Kerry Underwood

RAIN FORESTS

with 4 comments


The name gives it away. It rains and it is a forest. Forests are hardly interesting, wet ones are even less attractive.

I am at the end of a lengthy trip to Central America, which has lots of rain forests. During a long, wet early-morning walk the average bag is some leaf-cutter ants and the apparent distant call of an unspecified bird. I say “apparent” because guides now have apps containing all the local bird calls. That exciting – by rain forest standards – exchange of calls between birds is in fact usually an exchange between the mobile phones of guides. You never actually SEE anything.

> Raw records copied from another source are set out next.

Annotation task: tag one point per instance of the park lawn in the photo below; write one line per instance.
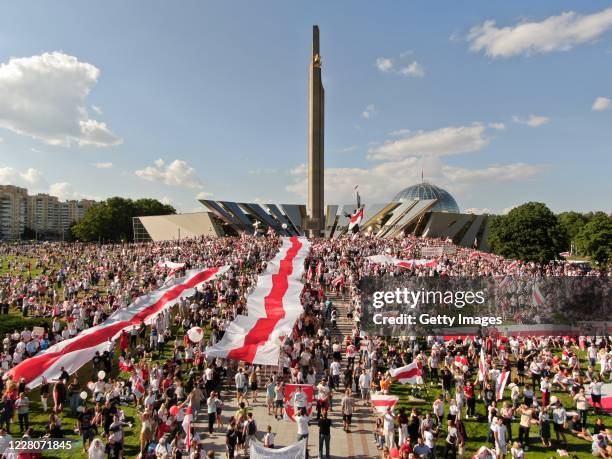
(477, 431)
(4, 265)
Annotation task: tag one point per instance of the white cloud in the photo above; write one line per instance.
(103, 165)
(384, 65)
(44, 97)
(369, 111)
(601, 104)
(382, 181)
(532, 120)
(178, 173)
(31, 177)
(555, 33)
(263, 171)
(414, 69)
(506, 172)
(64, 191)
(444, 141)
(397, 133)
(478, 211)
(204, 195)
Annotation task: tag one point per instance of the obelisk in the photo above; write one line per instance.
(316, 107)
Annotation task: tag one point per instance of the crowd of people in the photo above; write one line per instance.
(166, 376)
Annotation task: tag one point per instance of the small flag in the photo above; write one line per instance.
(382, 402)
(502, 380)
(187, 425)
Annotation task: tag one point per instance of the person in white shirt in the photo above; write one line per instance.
(560, 422)
(302, 419)
(364, 386)
(299, 399)
(389, 429)
(595, 388)
(334, 369)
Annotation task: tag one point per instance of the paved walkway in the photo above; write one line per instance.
(358, 443)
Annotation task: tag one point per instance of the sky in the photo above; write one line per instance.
(500, 103)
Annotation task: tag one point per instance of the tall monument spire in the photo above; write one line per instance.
(316, 106)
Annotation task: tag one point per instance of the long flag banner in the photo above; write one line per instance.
(294, 451)
(73, 353)
(606, 398)
(187, 420)
(382, 402)
(273, 308)
(409, 374)
(389, 260)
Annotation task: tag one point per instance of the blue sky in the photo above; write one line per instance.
(500, 103)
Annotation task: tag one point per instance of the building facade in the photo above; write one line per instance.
(45, 215)
(13, 211)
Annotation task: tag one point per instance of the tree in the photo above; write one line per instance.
(572, 222)
(595, 239)
(530, 232)
(111, 220)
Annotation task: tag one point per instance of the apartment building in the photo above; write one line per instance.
(46, 215)
(13, 201)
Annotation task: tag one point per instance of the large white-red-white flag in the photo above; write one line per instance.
(409, 374)
(408, 264)
(355, 220)
(273, 307)
(382, 402)
(73, 353)
(292, 401)
(537, 298)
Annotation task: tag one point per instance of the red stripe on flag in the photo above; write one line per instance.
(275, 311)
(35, 366)
(384, 402)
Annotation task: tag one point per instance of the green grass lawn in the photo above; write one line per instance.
(477, 431)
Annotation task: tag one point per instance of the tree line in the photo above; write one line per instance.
(532, 232)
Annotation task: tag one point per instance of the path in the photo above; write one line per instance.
(359, 443)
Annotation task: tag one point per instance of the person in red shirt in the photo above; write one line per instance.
(468, 390)
(124, 342)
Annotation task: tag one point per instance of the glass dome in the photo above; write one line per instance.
(446, 203)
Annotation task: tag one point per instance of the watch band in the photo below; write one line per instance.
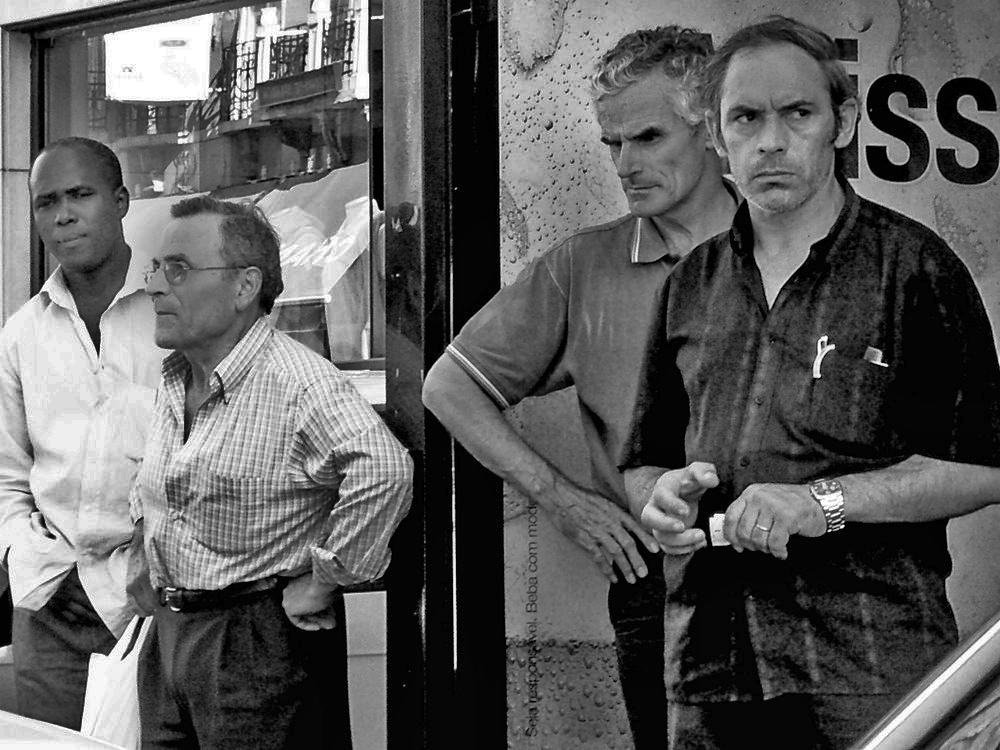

Well we did see a black-bellied wren – sort of. Wrens are the most secretive of birds and when a wren’s defining feature is its dark front you do not actually see much.

Try explaining to El Guido the concept of the dawn chorus – hundreds of birds singing every morning in any British garden and you are met with a vacant stare and a quick mobile phone blast of some local endemic, but invisible, speciality.

Then there is the canopy walk, the sole attraction of which is that you are above, and therefore OUT OF, the rain forest.

Cloud forests are arguably even worse. True, it is not constantly raining; rather it is drizzling. Unsurprisingly cloud forests are in cloud, so visibility is almost nil. Given that there is nothing to see anyway, that is not a disadvantage. The problem is that cloud forests are high up, so they are cold as well as wet and uninteresting.

I am sure that rain and cloud forests are important and we need them. Just like dentists. Visits to the dentist are cheaper, more interesting and generally more enjoyable.

Must go- time for that exciting variation on a forest walk: the Night Walk – who knows – might see a pair of owl’s eyes……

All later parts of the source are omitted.